National Organic Week

To jolly things up while the Bubble Brothers website waxes and wanes - the final bugs are due for extermination tomorrow - the post title links to a site where you can listen to Tom Lehrer's 'National Brotherhood Week'.

We stock a fair few organic wines, including an organic champagne and an organic cava. And organic olive oil. Oh, we're terribly organic, in parts, down here at Bubble Brothers. I'm not linking to them: you know where to look. I'll try to put in some producer links, though.

The whole business of what makes a wine organic is very vexed. Even if you grow your grapes organically (and what does that mean?), should you process them with the same equipment that you might use for your non-organic grapes? Is it worth jumping through all the hoops to get what can often be expensive certification? Will this really make a difference to the consumer, in enough of your markets, to be worthwhile?

Customers often tell me that they want organic wine because non-organic wine makes them unwell in this or that particular way. I'm sceptical about limiting yourself to organic wine purely for health reasons. I tend to say, if a theory works for you, then follow it by all means - but there are so many variables in the production of a bottle of wine, and usually so many other factors to take in to account, that the organic-ness or otherwise of your chosen beverage probably doesn't make such a lot of difference.

Organic wines, in my small experience, generally are cleaner-tasting: less adhesive in the mouth and with a finish that doesn't outstay its welcome. That's about the size of it in tasting terms.
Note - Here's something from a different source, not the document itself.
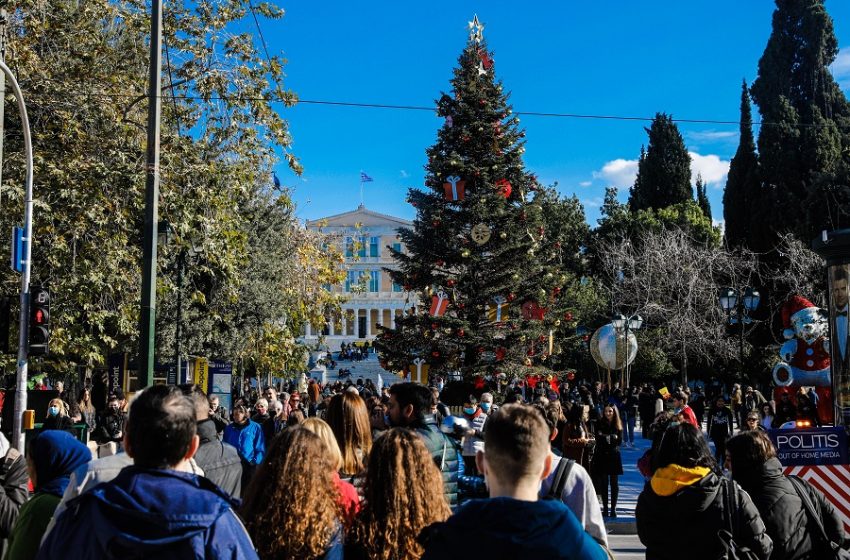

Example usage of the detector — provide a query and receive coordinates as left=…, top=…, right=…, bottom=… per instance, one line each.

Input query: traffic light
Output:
left=29, top=286, right=50, bottom=356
Now as for the wider issues, there's clearly every reason to work with a minimum of poisons &c. if you can. Also, the nature of the work involved in doing things organically means that the growers really have to care about and understand what they're doing, which is good. It's not always easy convincing the workforce, though. Mas Amiel - the link is to a comprehensive account by the Wine Doctor, Chris Kissack - are trying to 'go organic', but they told me that explaining the new approach to the team in the vineyards is proving an obstacle. That said, organics and biodynamics are very big in French winemaking. More of this anon.

Meanwhile - are you more or less likely to choose a wine if it's certified organic?